Baker, the reigning Pac-12 400m champion, broadened her range just a bit and took the 100m and 200m, following that up with her bread and butter 4*400m anchor leg. Once again, she made it into a photo finish by beating out Cal’s Rebecca Croft on the final turn. The relay combined for a 3:41.79s and won the event for the 7th straight year.
On the men’s side, Isaiah Brandt-Sims matched Baker by winning the 100m and 200m, along with a relay--the 4*100m in his case. Jack Uudame was also a member of that winning relay, taking the long jump and high jump crowns as well.
The Cardinal swept the women’s javelin with Mackenzie Little (171’ 10”), Jenna Gray (160’ 9”), and Victoria Smith (150’ 2”) going 1 2 and 3. Then they followed that up with Lena Giger’s win in the shot put with a throw of 55’ 5.5”, a personal best by over 9” that moved her up to No. 3 on Stanford’s all-time list.
Michael Painter won the men’s hammer throw with a personal best of 219’ 3”, moving him up to No. 8 in Stanford history. Those points coming from him can be considered icing on top of the cake because in reality, he is a graduate student at Stanford studying computer science. However, since he came in from the University of Cambridge and did not compete all of those years, the NCAA deemed him a junior in eligibility and now he can compete in the red in white.
"You love having an older guy like that who just brings a professionalism and maturity every day that affects that whole group really positively," said Chris Miltenberg, Stanford's Franklin. P. Johnson Director of Track and Field "When you add a grad transfer, the No. 1 thing you're looking for is that level of maturity and professionalism that helps your younger athletes."
This fall’s No. 5 finisher at the NCAA Cross Country Championships, Grant Fisher, made his hilly anticipated return to the track this past weekend, winning the 1500m in 3:46.18s, coming in hot on the final straightaway.

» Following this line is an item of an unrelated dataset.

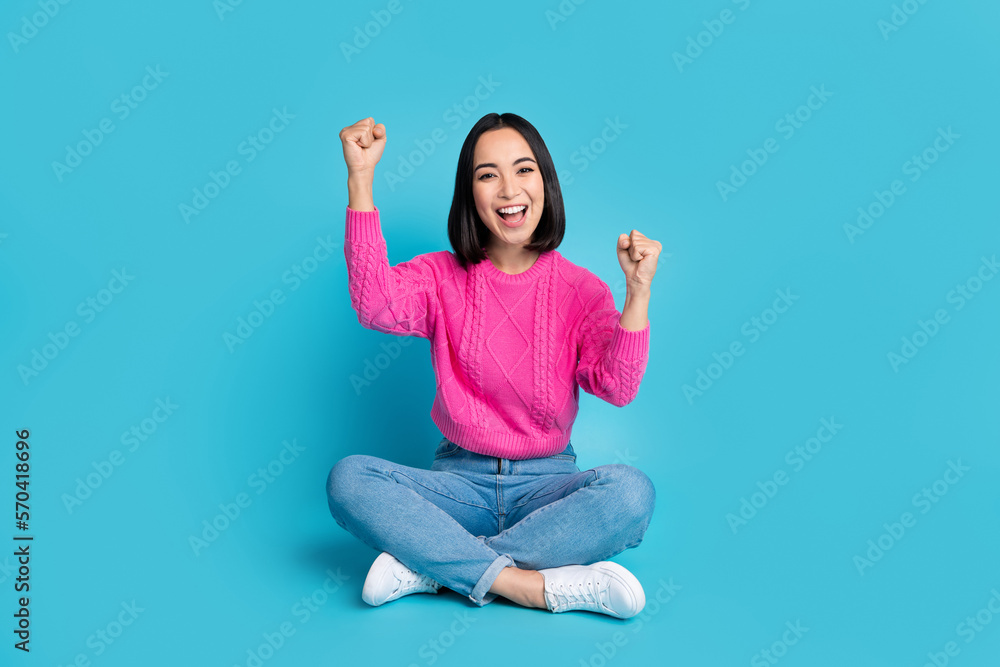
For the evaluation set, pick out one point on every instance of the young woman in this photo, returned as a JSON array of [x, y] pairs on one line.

The women’s 800m was a show as well. Stanford had 4 runners finish under the 2:08s mark. Elise Cranny came in first at 2:05.43s, followed by Malika Waschmann in 2:05.77s, then Christina Aragon (2:06.21s) and Sarah Walker (2:07.88s) in 4th and 5th respectively. Showcasing that much depth in the event only shines a positive light on the 4*800m the team plans to run at the renowned Penn Relays in 3 weeks—which I’ll actually be competing at myself.

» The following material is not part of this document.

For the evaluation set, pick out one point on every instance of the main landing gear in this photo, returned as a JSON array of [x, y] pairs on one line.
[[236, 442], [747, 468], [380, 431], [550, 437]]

"What we just told them is we value how we compete," Miltenberg said. "Do we come out and compete to the best of our ability no matter where the situation is? The score isn't really part of that. Today, in every single spot that we lined up – men or women -- we competed incredibly tough, overachieved.
"And right now, the way we're training, we're not ready for this. We're in a deep heavy work phase right now where we just come out and grind when we weren't really feeling great. And to me, that says a lot about where we're headed in the spring. But more than anything, it was how tough we competed every chance we got. I'm really proud of that and excited about it."
Stanford’s eyes are set on the postseason, and these early season meets are only used as workouts to train for that ultimate goal. There is more than meets the eye with these final scores.